EFFECT OF RENAL IMPAIRMENT ON RETIGABINE PHARMACOKINETICS

Abstract number : 1.265
Submission category : 7. Antiepileptic Drugs
Year : 2008
Submission ID : 9057
Source : www.aesnet.org
Presentation date : 12/5/2008 12:00:00 AM
Published date : Dec 4, 2008, 06:00 AM

Authors :
Paul Shin, G. Loewen, H. Mansbach, T. Marbury, D. Riff, S. Schwartz, Louise Taber and C. Cannon

Rationale: Retigabine (RTG) is the first AED to act as neuronal KCNQ channel opener to enhance M-current regulation of neuronal excitability. Double-blind, placebo-controlled trials have established 600-1200 mg/day RTG as effective adjunctive therapy in adults with partial-onset seizures. RTG is extensively metabolized by hepatic hydrolysis/acetylation and glucuronidation but does not inhibit or induce Phase 1 or Phase 2 metabolism. Elimination of parent and metabolites is primarily renal. This open-label study assesses the impact of renal impairment on RTG pharmacokinetics. Methods: Study participants are patients with chronic stable renal disease categorized as mild (creatinine clearance, 50-80 mL/min), moderate (30-<50 mL/min), severe (<30 mL/min) or requiring dialysis and healthy volunteers matched for age, gender, and body weight. All subjects received a single 100-mg RTG tablet after overnight fast. Blood and urine concentrations were determined in samples collected before and at multiple times during a 4-day post-dosing interval. Results: Based on data from 26 subjects (mild renal disease, N=5; moderate, N=5; severe, N=4; dialysis, N=6; healthy volunteers, N=6), clearance (CL/F and CLR) decreased with increasing degree of renal impairment.
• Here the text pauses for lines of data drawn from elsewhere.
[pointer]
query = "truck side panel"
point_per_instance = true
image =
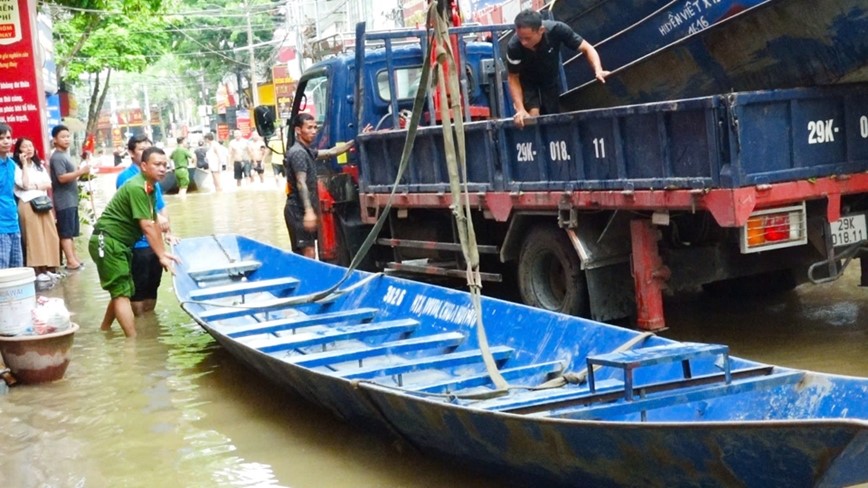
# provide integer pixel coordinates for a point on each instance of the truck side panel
(724, 141)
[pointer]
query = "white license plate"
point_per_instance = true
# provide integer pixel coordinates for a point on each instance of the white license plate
(849, 229)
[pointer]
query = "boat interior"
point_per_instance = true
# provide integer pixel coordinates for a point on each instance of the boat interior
(422, 340)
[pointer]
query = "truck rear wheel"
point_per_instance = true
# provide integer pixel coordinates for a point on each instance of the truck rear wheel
(549, 273)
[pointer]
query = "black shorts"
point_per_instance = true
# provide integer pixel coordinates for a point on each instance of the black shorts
(238, 169)
(544, 97)
(68, 225)
(299, 238)
(147, 274)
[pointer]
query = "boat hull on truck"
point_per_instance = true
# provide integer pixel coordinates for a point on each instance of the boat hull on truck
(623, 31)
(778, 44)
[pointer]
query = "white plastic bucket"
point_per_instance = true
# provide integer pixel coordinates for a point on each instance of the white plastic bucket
(17, 300)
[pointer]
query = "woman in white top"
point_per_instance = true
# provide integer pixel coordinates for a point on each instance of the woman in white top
(41, 242)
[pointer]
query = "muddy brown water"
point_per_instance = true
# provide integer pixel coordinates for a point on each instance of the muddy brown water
(172, 408)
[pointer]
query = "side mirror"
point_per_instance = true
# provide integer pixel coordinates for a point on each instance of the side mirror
(263, 115)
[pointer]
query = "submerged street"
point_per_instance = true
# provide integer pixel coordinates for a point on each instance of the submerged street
(171, 407)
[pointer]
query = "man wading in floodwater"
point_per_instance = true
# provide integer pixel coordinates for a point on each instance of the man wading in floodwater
(130, 214)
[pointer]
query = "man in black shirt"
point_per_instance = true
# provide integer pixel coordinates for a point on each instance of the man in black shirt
(532, 60)
(302, 199)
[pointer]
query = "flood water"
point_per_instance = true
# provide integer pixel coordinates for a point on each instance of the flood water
(171, 408)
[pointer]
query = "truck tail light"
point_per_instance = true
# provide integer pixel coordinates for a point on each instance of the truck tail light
(775, 228)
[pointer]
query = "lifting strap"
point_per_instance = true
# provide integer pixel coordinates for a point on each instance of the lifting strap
(456, 163)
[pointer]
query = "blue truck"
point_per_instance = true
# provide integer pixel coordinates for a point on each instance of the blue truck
(600, 211)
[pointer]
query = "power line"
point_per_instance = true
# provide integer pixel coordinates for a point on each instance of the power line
(212, 13)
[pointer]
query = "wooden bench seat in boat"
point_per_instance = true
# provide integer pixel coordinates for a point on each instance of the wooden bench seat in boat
(648, 356)
(358, 315)
(236, 269)
(500, 353)
(244, 288)
(295, 341)
(483, 379)
(436, 341)
(535, 398)
(676, 397)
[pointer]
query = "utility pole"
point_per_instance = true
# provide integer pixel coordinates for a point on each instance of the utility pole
(254, 86)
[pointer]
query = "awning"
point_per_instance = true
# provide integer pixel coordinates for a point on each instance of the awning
(74, 124)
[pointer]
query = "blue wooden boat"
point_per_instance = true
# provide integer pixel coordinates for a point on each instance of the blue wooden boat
(623, 31)
(774, 44)
(589, 404)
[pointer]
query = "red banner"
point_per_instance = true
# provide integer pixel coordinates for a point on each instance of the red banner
(284, 90)
(22, 101)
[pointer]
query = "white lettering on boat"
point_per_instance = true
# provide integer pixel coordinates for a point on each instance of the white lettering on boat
(443, 310)
(394, 295)
(690, 14)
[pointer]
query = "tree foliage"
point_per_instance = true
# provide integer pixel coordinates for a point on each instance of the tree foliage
(97, 37)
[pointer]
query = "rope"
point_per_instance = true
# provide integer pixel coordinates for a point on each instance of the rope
(456, 163)
(582, 376)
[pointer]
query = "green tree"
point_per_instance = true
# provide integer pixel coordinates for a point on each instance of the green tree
(96, 37)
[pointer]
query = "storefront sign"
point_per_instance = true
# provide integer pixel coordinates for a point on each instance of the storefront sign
(284, 87)
(22, 104)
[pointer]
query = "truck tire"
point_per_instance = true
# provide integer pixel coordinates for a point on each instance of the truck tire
(549, 273)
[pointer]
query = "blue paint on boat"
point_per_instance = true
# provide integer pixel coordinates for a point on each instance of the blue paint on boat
(775, 44)
(624, 37)
(402, 358)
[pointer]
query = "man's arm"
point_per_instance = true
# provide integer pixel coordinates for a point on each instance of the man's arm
(335, 151)
(155, 239)
(594, 61)
(309, 220)
(517, 93)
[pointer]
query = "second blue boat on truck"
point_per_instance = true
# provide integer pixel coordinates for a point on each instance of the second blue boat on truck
(597, 212)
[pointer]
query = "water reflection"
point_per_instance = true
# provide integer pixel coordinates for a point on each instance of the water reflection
(173, 408)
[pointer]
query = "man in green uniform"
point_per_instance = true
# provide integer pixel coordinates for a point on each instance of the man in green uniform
(130, 214)
(182, 158)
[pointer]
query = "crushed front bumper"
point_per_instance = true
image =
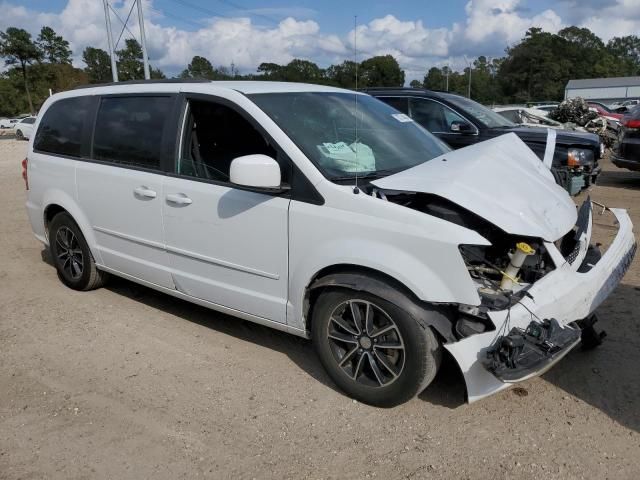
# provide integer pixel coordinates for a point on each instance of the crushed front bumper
(564, 294)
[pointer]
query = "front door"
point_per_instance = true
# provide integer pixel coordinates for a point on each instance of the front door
(225, 245)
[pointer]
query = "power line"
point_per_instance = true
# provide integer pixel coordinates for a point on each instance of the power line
(176, 17)
(118, 17)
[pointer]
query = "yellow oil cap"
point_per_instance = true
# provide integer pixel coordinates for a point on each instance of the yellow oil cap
(525, 248)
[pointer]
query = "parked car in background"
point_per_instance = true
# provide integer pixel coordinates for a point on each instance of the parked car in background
(531, 117)
(547, 107)
(8, 122)
(613, 118)
(604, 110)
(460, 122)
(626, 152)
(296, 207)
(24, 128)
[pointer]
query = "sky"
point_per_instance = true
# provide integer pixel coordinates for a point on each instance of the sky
(418, 33)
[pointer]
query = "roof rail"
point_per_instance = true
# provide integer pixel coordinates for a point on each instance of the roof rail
(144, 82)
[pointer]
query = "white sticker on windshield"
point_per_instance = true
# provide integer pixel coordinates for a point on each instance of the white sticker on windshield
(401, 117)
(339, 148)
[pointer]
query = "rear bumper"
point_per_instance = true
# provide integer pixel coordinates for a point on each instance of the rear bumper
(564, 294)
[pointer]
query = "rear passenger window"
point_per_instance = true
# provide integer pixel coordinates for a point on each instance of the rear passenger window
(60, 129)
(129, 130)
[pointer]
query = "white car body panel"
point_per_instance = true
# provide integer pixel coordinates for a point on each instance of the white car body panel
(25, 128)
(563, 294)
(501, 180)
(254, 256)
(228, 246)
(129, 235)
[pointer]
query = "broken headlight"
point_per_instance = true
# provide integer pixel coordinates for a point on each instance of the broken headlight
(579, 157)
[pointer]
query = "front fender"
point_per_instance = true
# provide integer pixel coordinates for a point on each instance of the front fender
(64, 200)
(426, 315)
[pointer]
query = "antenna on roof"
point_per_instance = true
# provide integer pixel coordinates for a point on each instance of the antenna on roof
(356, 190)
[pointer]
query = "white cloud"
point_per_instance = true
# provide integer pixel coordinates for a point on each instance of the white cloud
(488, 27)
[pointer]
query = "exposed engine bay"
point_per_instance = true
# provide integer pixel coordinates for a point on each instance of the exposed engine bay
(502, 271)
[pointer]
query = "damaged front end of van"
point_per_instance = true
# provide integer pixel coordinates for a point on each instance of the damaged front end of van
(538, 278)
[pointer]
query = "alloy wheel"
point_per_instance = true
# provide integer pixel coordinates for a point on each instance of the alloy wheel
(69, 254)
(366, 343)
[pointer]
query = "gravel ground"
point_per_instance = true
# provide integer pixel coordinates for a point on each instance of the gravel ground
(124, 382)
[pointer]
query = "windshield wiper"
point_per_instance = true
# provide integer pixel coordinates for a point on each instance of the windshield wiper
(365, 175)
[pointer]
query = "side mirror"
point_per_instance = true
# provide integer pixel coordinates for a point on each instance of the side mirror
(258, 171)
(461, 127)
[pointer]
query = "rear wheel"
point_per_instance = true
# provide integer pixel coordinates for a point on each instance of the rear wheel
(372, 349)
(71, 255)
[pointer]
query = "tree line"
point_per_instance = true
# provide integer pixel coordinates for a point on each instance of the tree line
(536, 68)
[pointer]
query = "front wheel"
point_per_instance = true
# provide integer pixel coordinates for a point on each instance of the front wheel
(372, 349)
(71, 255)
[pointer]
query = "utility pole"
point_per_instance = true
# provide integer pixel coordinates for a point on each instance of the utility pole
(107, 19)
(469, 88)
(447, 75)
(143, 41)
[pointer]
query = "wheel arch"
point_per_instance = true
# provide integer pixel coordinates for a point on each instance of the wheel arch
(360, 278)
(57, 202)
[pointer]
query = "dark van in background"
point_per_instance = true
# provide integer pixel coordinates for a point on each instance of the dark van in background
(460, 122)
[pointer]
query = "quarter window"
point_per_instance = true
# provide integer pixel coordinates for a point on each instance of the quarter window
(129, 130)
(60, 130)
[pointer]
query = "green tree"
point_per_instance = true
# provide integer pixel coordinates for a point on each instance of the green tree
(98, 67)
(130, 66)
(298, 70)
(270, 71)
(342, 75)
(53, 47)
(381, 71)
(199, 67)
(627, 50)
(434, 79)
(17, 47)
(537, 68)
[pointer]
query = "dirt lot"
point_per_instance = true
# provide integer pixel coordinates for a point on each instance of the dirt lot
(125, 382)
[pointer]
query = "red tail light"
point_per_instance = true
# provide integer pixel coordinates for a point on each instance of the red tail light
(25, 175)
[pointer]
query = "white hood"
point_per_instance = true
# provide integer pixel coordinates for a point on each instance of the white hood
(501, 180)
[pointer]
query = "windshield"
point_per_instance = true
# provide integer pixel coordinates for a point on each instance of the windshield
(487, 117)
(377, 141)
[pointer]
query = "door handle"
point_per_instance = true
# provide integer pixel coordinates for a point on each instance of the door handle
(179, 199)
(145, 192)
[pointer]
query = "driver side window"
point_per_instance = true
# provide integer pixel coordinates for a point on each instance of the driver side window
(214, 135)
(434, 116)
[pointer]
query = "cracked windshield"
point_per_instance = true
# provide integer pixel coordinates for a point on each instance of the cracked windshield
(350, 134)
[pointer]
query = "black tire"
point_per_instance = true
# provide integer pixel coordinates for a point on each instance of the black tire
(415, 366)
(71, 255)
(561, 177)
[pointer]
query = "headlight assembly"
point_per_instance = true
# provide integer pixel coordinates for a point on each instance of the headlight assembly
(579, 157)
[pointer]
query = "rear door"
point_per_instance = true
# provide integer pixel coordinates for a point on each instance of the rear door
(120, 188)
(226, 245)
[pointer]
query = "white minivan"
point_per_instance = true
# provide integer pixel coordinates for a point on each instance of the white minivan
(327, 214)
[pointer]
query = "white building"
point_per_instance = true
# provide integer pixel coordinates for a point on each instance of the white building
(604, 89)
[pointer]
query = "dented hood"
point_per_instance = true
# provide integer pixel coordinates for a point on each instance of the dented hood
(501, 180)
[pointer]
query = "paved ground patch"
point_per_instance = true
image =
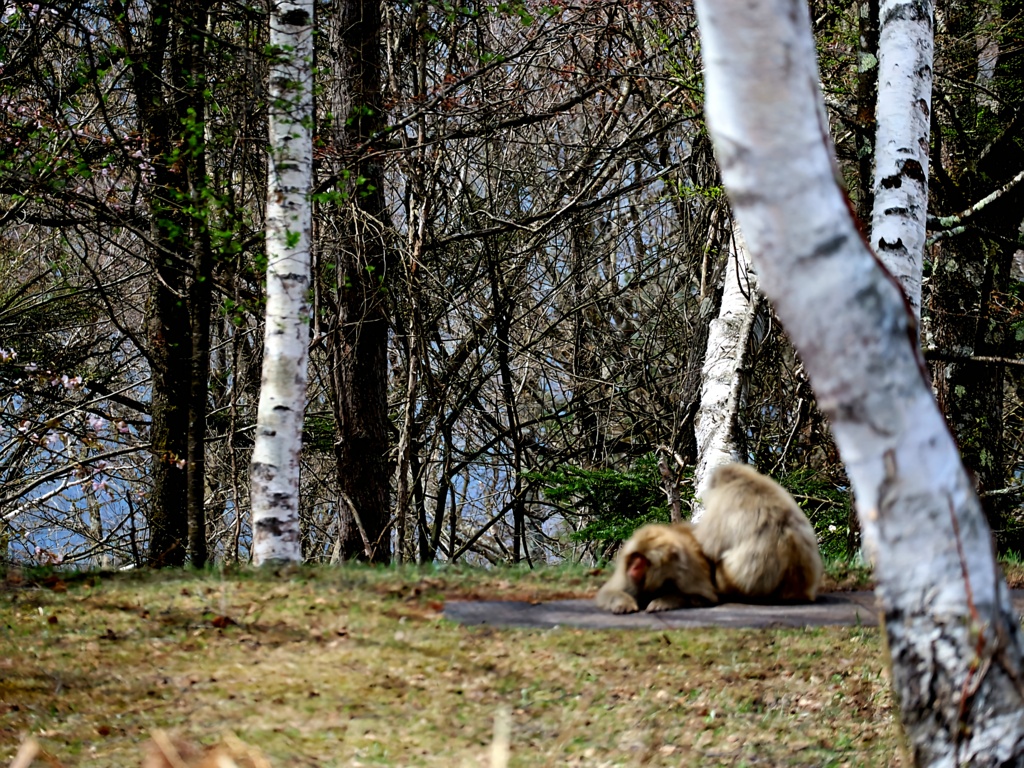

Relative to healthy subjects, CL/F was reduced ~25% in subjects with mild renal impairment and ~50% in patients with moderate or severe renal impairment or in those patients who required dialysis. Similarly, CLR decreased ~25%, 50%, and 70% in subjects with mild, moderate, or severe renal impairment, respectively. These changes resulted in a 30% increase in RTG AUC in subjects with mild renal impairment and ~100% AUC increases in subjects with moderate or severe renal impairment or in those requiring dialysis. Mean T1/2 values increased with increasing severity of renal impairment from 8 hrs in healthy subjects to 23 hrs in subjects requiring dialysis. Conclusions: RTG exposure is increased and plasma and renal clearance are decreased as severity of renal impairment increases. Relative to healthy subjects, RTG exposure is increased ~30% with mild impairment and ~100% with moderate or severe impairment and in individuals requiring dialysis. Funded by Valeant Pharmaceuticals International.